The opinion of the court was delivered by: Presiding Justice Lavin
PRESIDING JUSTICE LAVIN delivered the judgment of the court, with opinion. Justices Epstein and Pucinski concurred in the judgment and opinion.
¶ 1 On a daily basis in the City of Chicago (City), there are numerous roadway construction projects that have an impact upon the safe flow of automobiles and pedestrians, as citizens, workers and visitors travel across its many streets. Maintenance of the City's vast and aging infrastructure is a never-ending process, with public and private employees often working together to erect, maintain or repair streets, bridges, viaducts and the like, along with sewer and water systems.

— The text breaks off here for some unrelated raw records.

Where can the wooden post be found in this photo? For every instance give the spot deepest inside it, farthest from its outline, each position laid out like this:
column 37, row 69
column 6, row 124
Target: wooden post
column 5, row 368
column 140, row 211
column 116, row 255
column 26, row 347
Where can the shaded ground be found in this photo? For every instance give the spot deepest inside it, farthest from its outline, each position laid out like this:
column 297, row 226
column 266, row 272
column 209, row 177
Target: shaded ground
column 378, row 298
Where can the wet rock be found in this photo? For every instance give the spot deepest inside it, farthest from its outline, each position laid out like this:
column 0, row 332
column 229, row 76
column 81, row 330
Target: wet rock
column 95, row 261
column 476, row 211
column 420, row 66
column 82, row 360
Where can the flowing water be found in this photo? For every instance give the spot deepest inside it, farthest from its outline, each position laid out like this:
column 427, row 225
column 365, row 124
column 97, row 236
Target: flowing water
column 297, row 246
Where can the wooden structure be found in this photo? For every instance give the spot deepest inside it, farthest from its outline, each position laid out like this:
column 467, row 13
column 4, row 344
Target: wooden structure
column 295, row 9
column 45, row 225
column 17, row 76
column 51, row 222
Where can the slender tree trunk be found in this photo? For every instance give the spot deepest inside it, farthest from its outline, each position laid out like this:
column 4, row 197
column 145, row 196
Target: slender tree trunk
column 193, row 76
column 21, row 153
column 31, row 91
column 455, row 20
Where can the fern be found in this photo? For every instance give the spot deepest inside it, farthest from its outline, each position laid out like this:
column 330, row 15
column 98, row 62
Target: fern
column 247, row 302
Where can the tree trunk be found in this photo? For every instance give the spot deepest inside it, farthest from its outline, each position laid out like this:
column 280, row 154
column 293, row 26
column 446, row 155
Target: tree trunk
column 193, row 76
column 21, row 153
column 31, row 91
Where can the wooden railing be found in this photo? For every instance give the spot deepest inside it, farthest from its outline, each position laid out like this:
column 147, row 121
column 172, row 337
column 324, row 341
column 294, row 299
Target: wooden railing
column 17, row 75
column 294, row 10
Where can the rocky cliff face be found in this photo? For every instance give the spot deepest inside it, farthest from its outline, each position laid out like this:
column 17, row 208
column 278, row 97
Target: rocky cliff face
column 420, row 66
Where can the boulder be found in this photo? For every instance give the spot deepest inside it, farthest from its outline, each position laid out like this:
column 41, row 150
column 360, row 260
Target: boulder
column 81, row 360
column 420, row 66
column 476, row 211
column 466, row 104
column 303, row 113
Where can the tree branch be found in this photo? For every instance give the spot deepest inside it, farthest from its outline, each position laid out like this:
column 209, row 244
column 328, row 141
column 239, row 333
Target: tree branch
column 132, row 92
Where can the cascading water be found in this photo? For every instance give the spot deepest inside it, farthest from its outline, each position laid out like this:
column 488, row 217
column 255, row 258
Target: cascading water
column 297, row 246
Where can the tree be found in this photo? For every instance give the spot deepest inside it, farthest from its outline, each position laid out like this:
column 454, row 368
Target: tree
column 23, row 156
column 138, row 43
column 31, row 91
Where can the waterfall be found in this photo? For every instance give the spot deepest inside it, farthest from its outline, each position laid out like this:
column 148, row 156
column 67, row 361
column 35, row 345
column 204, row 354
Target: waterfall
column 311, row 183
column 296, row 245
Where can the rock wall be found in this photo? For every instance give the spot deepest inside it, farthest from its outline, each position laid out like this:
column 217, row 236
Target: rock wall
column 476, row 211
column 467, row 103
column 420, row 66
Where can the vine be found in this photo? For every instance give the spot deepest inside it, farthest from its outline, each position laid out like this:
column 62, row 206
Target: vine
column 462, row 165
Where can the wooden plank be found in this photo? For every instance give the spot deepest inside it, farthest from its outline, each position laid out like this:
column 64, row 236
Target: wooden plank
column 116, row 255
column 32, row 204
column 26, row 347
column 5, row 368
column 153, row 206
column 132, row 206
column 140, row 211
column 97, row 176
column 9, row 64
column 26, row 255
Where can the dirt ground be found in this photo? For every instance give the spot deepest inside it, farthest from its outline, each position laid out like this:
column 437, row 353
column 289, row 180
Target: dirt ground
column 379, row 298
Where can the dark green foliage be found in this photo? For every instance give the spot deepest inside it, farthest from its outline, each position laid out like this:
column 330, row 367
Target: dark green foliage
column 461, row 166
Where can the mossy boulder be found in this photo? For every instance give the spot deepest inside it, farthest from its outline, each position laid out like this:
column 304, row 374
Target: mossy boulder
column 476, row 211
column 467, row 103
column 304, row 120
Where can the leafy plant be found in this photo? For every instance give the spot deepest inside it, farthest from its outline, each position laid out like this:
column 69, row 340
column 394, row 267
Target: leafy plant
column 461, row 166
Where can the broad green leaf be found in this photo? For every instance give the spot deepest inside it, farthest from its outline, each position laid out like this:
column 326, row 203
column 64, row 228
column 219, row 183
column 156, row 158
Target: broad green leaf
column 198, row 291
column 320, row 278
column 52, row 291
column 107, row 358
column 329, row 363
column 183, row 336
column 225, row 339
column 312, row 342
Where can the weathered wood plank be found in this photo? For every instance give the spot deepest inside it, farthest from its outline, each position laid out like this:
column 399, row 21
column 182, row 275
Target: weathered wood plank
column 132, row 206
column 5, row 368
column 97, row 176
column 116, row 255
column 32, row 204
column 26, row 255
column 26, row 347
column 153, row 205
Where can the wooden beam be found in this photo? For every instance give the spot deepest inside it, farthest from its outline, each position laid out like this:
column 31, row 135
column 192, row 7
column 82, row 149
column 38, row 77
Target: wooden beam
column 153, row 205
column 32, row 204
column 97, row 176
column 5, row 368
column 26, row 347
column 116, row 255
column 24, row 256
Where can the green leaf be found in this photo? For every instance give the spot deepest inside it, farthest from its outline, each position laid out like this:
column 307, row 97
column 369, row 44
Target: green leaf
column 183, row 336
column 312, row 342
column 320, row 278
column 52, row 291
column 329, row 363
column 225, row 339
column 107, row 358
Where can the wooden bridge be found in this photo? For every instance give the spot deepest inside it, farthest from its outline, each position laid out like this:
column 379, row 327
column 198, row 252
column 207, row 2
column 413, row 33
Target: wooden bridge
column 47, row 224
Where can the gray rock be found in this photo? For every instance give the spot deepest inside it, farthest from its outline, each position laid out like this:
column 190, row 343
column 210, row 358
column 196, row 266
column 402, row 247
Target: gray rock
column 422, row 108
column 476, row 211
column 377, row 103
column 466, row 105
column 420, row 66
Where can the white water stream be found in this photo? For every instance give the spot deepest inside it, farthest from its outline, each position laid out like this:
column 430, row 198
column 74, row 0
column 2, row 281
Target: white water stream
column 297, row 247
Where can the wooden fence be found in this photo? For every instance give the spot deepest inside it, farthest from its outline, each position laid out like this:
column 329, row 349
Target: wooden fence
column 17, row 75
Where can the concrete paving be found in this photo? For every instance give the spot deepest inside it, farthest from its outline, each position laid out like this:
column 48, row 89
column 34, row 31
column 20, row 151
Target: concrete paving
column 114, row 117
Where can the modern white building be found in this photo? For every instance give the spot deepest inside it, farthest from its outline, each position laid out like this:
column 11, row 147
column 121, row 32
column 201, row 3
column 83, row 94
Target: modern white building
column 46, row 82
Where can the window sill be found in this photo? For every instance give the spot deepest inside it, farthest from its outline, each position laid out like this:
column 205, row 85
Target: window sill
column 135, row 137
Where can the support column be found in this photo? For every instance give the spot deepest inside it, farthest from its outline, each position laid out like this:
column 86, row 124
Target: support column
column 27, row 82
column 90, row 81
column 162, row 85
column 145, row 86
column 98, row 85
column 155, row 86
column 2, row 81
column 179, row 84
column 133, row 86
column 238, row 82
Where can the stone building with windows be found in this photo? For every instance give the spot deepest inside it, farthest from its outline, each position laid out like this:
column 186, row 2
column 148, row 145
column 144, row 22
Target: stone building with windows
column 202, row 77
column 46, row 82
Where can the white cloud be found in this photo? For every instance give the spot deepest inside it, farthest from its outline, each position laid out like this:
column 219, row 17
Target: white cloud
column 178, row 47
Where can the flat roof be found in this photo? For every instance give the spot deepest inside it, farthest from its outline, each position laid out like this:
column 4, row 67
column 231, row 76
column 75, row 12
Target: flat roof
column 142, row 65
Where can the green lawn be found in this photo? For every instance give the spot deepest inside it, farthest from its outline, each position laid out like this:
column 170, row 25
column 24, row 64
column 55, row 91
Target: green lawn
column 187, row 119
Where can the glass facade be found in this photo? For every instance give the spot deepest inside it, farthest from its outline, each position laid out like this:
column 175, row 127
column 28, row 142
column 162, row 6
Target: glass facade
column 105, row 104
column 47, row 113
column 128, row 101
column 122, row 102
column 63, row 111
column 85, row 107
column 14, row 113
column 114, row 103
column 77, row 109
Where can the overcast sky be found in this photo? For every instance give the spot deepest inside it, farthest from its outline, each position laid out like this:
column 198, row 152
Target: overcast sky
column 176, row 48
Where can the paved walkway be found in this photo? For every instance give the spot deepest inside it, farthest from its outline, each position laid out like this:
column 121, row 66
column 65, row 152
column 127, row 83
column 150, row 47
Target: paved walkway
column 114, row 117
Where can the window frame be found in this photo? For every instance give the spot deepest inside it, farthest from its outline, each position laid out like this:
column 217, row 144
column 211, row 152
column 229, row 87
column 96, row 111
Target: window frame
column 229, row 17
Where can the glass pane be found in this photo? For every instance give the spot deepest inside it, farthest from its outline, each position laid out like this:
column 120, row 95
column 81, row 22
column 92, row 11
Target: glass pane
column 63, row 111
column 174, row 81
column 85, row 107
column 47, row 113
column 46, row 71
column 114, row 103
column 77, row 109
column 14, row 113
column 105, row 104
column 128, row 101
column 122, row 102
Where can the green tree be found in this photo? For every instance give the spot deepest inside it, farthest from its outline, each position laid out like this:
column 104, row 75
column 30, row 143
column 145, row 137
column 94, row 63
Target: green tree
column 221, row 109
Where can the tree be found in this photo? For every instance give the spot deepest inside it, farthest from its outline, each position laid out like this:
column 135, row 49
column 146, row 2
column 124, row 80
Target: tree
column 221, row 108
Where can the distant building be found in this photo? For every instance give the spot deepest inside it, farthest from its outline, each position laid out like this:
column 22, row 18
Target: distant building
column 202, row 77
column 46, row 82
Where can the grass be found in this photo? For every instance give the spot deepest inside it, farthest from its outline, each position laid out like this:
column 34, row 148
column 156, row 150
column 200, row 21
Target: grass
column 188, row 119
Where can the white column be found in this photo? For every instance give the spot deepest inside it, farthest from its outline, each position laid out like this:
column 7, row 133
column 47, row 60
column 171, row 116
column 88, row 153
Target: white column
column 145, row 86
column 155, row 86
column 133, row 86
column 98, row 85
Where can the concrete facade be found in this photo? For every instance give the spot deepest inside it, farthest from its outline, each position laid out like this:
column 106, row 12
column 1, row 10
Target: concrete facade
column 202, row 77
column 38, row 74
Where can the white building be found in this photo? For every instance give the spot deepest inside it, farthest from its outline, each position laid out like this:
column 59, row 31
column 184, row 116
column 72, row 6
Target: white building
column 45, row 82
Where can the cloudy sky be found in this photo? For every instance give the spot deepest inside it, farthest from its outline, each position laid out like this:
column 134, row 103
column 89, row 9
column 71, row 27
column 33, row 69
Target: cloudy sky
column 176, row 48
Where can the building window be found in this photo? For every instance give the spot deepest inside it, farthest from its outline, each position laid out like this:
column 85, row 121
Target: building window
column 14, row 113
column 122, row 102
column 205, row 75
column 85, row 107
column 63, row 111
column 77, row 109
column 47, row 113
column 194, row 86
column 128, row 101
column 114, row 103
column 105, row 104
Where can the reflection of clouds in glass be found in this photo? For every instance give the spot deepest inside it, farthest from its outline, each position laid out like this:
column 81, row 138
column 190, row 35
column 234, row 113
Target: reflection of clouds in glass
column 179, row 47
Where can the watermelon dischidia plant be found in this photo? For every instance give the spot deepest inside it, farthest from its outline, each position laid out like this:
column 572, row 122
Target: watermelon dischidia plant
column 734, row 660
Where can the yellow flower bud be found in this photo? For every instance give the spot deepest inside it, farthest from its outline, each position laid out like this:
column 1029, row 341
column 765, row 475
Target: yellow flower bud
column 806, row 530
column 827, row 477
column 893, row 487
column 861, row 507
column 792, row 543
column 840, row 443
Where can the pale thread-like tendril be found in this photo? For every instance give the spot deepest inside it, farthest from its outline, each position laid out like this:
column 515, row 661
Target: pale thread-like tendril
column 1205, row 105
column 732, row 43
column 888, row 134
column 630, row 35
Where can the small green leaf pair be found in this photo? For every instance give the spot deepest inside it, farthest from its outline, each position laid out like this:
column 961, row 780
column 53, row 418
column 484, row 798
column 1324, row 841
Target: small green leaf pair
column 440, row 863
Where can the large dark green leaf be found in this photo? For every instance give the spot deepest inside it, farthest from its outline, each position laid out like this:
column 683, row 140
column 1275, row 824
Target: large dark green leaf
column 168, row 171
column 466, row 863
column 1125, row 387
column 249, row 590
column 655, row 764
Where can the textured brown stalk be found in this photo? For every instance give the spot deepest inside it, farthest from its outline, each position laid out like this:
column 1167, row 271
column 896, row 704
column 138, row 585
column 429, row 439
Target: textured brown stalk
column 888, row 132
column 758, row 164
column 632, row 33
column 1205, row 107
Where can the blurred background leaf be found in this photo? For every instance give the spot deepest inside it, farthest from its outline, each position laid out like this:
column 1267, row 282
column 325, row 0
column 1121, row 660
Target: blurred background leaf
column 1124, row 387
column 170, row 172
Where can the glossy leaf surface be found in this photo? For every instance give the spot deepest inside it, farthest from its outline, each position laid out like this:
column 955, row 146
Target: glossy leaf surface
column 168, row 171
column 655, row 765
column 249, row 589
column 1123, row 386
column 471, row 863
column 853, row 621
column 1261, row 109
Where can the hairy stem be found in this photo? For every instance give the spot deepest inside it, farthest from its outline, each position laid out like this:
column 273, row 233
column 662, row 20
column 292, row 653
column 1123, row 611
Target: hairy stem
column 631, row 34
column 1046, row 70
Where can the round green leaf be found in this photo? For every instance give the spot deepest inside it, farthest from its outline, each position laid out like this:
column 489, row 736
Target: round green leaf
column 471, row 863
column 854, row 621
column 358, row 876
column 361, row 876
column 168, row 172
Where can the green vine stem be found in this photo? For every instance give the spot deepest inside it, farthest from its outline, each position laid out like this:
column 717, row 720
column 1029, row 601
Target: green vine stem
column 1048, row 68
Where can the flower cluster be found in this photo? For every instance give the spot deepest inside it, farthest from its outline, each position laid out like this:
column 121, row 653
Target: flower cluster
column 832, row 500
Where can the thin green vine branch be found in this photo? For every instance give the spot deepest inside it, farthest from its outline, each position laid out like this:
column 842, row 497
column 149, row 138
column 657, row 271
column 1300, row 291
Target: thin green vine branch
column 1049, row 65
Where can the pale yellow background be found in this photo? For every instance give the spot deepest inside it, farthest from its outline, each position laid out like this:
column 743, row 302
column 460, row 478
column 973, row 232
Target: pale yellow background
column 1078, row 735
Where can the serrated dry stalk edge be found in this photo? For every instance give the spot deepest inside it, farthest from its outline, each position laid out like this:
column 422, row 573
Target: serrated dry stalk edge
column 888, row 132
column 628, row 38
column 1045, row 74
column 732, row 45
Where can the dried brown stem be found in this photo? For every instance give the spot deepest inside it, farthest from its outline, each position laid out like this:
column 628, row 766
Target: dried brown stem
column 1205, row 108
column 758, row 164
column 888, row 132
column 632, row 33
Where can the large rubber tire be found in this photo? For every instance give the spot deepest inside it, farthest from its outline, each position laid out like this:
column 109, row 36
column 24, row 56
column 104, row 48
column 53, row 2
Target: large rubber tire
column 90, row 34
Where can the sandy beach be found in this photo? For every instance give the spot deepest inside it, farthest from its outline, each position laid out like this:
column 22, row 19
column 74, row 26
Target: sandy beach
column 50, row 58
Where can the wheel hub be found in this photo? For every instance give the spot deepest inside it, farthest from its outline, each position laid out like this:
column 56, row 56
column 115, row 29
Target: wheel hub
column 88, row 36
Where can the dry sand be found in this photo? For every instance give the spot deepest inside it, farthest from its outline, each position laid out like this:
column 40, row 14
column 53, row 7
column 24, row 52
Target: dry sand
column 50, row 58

This case reveals unfortunate consequences of poor planning and execution of such projects.
¶ 2 On February 2, 2002, plaintiff Donald Martinelli (Martinelli) and his co-worker, Raymond Santiago, worked for a telecommunications company and were assisting City workers who were involved in a somewhat mundane water department job on Milwaukee Avenue, near its intersection with Leavitt Street. During the morning construction work, the City had established certain safety provisions including barricades (in the form of large vehicles) and flagmen, but those protections were removed when City workers went on an extended lunch break, leaving the telecommunications workers in the largely unprotected workzone. During this time an admittedly distracted motorist, Oscar Soto, lost control of his vehicle, glanced off Santiago's truck and pinned Martinelli to the bumper of his truck, traumatically amputating his left leg above the knee. Martinelli and his wife sued the City for negligence in the manner and method that it conducted its construction work and the attendant safety considerations.*fn1 At trial, the jury was instructed to consider whether the City was negligent for (1) blocking the southeast bound lanes of traffic, forcing traffic to drive into the undivided northwest lane; (2) failing to erect a temporary traffic control zone with advanced warning in order to create an unambiguous path around the work zone; (3) failing to use flagmen and barricades; and (4) failing to create a buffer zone between workers and motorists. The jury returned a verdict of $6,952,000 for Martinelli's injuries and his wife's loss of consortium. The jury also answered in the negative a special interrogatory that sought to blame the distracted driver as being the "sole proximate cause" of Martinelli's injury. The City appeals, claiming, inter alia, that the trial court should have entered a judgment notwithstanding the verdict (judgment n.o.v.) because the distracted driver was the sole proximate cause of the accident and because the City should have been found to be immune for any failure to provide traffic control devices or warning signs. For the reasons that follow, we affirm.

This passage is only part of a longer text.